Archive of Improvisation: Abstraction and Global Blackness in the Artworks of Caroline Kent by Icaro May 20, 2022 0 News

Archive of Improvisation: Abstraction and Global Blackness in the Artworks of Caroline Kent

May 26th – 6 pm

Talk will be held in english.

Synopsis

Caroline Kent is a Chicago-based visual artist best known for her large-format abstract paintings. Inspired by her deep interest in foreign-language film, her personal experiences as a traveler, and her Mexican and African-American cultural heritage, Kent’s works explore the power of narrative and the limitations of communication.

Kent’s paintings — frequently based on backgrounds of black gesso and hung unstretched on gallery and museum walls — arise from her improvisatory sessions of paper cutting and versioning reminiscent of Romare Bearden’s collage process.

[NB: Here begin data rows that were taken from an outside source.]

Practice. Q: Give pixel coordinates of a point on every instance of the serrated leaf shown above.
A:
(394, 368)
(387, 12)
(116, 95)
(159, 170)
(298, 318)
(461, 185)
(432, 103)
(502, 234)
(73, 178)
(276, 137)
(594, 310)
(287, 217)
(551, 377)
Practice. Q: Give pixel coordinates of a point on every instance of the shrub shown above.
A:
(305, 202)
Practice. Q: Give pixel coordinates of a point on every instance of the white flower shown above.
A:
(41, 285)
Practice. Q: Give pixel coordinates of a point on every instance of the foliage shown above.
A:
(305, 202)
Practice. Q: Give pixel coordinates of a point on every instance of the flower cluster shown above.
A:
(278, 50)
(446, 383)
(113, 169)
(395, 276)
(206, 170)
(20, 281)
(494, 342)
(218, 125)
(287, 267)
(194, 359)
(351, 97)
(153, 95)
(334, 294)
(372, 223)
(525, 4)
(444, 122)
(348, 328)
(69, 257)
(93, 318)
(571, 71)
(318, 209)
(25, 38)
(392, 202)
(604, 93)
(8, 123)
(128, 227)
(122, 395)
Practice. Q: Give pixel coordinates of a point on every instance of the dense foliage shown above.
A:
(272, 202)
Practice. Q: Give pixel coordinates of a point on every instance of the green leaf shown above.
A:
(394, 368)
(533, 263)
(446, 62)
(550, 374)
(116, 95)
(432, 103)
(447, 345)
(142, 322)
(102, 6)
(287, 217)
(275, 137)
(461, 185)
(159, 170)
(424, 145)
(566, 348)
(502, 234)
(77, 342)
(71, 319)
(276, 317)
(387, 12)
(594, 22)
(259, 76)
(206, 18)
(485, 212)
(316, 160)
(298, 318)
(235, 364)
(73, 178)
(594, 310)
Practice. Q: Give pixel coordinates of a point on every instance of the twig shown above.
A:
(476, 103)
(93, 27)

For “Archives of Improvisation: Abstraction and Global Blackness in the Artworks of Caroline Kent”, He has crafted a hybrid essay that overlaps personal narrative, critique, and archival exploration. The piece thinks alongside of and through a selection of Kent’s paintings in an attempt to fashion a definition of global Blackness as multi-referential, counter-representational, and opaque.

Biography

Walton Muyumba is a writer and critic. He is the author of The Shadow and the Act: Black Intellectual Practice, Jazz Improvisation, and Philosophical Pragmatism. Muyumba’s essays and reviews have appeared in The Atlantic, The Believer, The Boston Globe, The Los Angeles Review of Books, The New York Times Book Review, The New Republic, Oxford American, and among other outlets. He teaches Global Black culture and literature at Indiana University-Bloomington.